North Texas Daily

NASA employee speaks to students during National Engineers Week

NASA employee speaks to students during National Engineers Week

February 21
21:59 2013

Joshua Knopp / Staff Writer

NASA engineer Kevin Tones discussed how to get a job and the future of NASA as a part of National Engineers Week at Discovery Park on Thursday.

Tones, who has worked at the Johnson Space Center in Houston for more than 20 years, described his hiring path as a matter of being persistent.

“I took the ‘pester people like hell until they give you a job’ route,” he said. “Which I do not recommend.”

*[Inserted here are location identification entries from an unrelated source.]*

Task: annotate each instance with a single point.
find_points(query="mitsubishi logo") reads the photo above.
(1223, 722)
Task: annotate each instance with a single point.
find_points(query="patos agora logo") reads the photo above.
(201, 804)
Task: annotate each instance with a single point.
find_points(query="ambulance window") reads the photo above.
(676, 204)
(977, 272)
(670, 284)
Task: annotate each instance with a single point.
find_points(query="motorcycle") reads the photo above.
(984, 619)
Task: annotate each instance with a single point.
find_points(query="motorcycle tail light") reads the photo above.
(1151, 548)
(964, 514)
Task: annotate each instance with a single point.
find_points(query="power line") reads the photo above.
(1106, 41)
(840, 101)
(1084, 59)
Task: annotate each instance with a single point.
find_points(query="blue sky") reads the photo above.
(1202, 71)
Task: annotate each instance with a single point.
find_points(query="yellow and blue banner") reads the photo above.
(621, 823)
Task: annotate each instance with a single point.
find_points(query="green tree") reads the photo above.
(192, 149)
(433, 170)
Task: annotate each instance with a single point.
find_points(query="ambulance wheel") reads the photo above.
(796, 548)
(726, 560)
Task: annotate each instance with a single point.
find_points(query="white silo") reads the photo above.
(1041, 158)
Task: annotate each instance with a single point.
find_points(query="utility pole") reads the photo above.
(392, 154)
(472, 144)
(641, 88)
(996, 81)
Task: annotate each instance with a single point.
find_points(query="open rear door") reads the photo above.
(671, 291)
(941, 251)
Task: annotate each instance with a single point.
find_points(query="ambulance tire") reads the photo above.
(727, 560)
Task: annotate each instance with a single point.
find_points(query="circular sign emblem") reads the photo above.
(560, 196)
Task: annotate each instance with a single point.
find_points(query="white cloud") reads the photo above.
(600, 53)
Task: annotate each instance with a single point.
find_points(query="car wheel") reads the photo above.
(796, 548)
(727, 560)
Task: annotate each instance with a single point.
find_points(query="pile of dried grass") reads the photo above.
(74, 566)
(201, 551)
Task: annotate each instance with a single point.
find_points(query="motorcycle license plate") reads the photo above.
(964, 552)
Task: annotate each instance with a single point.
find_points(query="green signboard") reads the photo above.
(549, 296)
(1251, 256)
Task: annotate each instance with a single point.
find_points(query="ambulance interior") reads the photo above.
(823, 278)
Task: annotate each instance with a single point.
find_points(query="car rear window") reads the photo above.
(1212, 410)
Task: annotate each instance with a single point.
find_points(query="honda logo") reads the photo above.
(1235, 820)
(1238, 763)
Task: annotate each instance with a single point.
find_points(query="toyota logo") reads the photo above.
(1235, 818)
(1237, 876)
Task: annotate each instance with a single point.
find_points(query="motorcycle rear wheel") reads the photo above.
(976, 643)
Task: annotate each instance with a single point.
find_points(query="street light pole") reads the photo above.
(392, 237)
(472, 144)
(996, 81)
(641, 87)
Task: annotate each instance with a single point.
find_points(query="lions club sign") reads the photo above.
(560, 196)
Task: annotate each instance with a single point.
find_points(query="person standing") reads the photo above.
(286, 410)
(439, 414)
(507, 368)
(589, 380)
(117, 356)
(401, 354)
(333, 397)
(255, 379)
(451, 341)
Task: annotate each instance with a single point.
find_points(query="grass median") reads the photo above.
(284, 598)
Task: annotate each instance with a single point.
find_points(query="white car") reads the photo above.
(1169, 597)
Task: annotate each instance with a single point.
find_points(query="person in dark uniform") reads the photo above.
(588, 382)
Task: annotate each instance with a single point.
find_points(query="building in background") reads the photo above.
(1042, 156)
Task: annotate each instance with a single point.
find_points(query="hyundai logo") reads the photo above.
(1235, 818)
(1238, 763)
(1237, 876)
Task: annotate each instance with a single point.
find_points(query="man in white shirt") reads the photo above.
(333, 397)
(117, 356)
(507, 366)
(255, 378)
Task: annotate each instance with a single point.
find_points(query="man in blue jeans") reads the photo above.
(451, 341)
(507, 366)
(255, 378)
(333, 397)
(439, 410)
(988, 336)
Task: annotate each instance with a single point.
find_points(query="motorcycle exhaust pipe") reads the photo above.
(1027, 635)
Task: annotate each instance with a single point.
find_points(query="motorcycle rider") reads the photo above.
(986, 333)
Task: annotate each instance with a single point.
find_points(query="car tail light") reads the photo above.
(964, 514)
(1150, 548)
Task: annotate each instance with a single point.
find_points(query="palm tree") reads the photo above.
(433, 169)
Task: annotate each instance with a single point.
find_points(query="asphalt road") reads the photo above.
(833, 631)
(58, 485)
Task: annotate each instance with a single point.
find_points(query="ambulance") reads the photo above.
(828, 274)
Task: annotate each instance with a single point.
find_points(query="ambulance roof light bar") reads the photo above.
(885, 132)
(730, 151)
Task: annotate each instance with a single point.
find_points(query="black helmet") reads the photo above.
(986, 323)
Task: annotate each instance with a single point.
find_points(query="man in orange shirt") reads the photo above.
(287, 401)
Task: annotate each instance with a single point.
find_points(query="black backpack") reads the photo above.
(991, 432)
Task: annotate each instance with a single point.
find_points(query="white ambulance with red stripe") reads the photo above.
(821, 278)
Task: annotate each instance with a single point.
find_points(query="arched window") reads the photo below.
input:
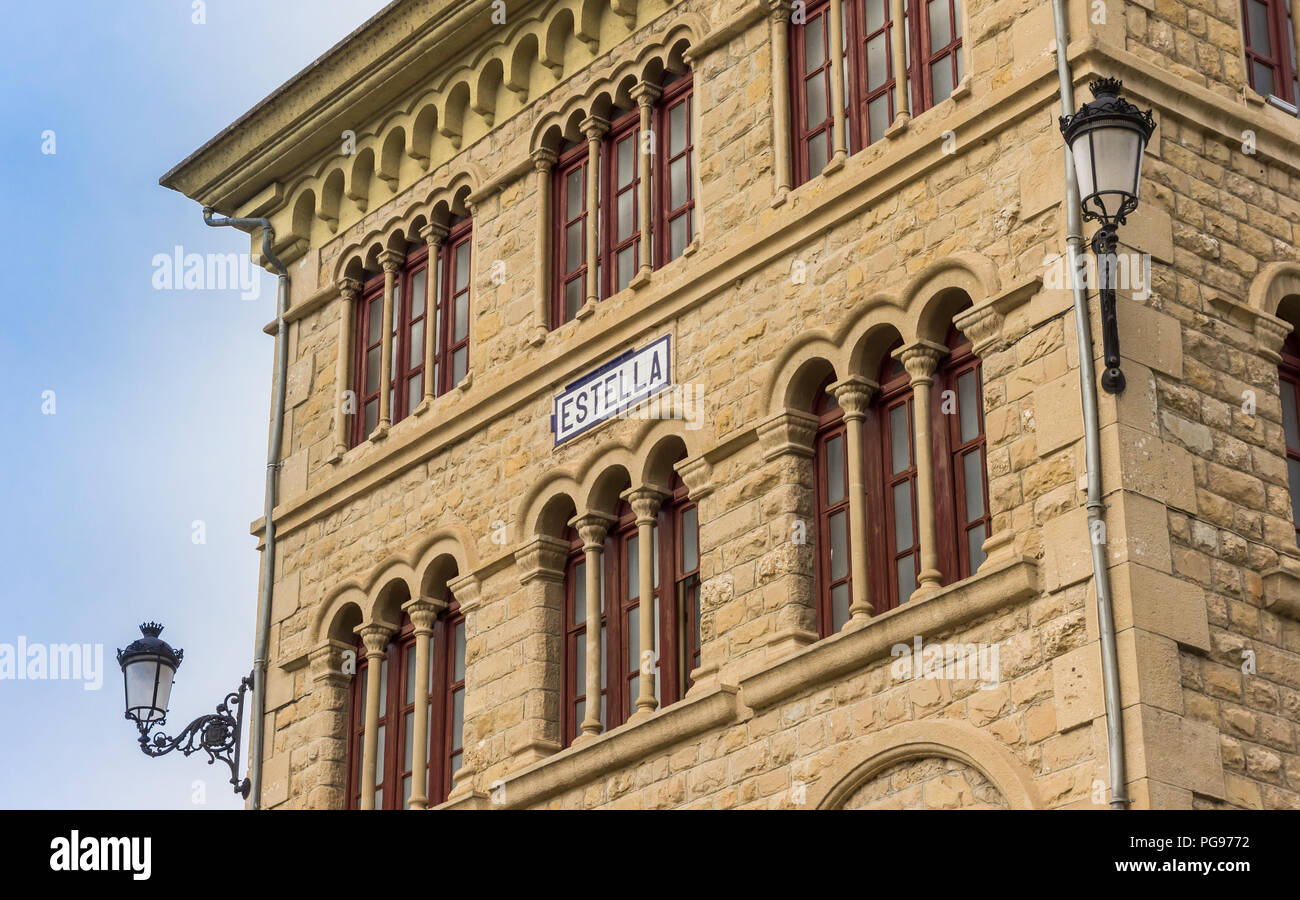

Tones said a distinguishing factor of working for NASA was the rate of work. While other engineers and electronics designers have fairly rapid timetables, space station engineers have to take more time testing everything because people’s lives are at risk.

“If your cell phone runs out … it’s an annoyance,” he said. “Our stuff, if it doesn’t work, someone’s dead. D-e-a-d. Gone. And that gets your attention real fast. You’re a little more methodic, a little more cautious.”

Discovery Park’s director of campus life Lisa Campbell arranged for Tones to come on campus through old college connections.

“His wife and I went to college together. Completely different fields,” she said. “I met them and discovered that he worked for NASA and was an engineer. I’ve had many engineering students ask me if we could get someone from NASA and it seemed like the thing to do.”

Campbell also said Tones fits in with Discovery Park’s robotics week.

“I thought it would be a good time to tie everything together,” she said.

In his speech, Tones also talked about NASA’s recent budget cuts. Two years ago, NASA received $648 million less than the previous year, according to universetoday.com, and further cuts are expected.

Tones said that the main problem is NASA isn’t getting instructions, because an official budget also comes with instructions on how to spend the money.

“We’ve been on continuing resolutions for an insane amount of time,” he said. “If the government doesn’t set a budget, we don’t even have a target. Basically, they write us checks, and we see how big that check is and we see what we can do with that check.”

A budget would give NASA more direction, Tones said.

“But with the budget, we get priorities. We get a better idea of what does a nation want to do with its time and money and resources,” he said. “We’re a lot better off, even if there’s less overall money.”

Engineering senior Emma Zemler, who has a co-op with the Johnson Space Center, was at the speech.  Zemler said a co-op is a step between an internship and a formal job.

“A co-op is essentially multiple internships,” she said. “You alternate school with work at that company.”

Zemler has worked on multiple projects, including prototype mission control software and batter testing.

Tones said going the co-op route was the best way to get a job at NASA, but because of NASA’s financial troubles, students may want experience elsewhere.

“Go get work experience. It’s out there, take it,” he said. “When we have more of our fecal matter collected, come back to us.”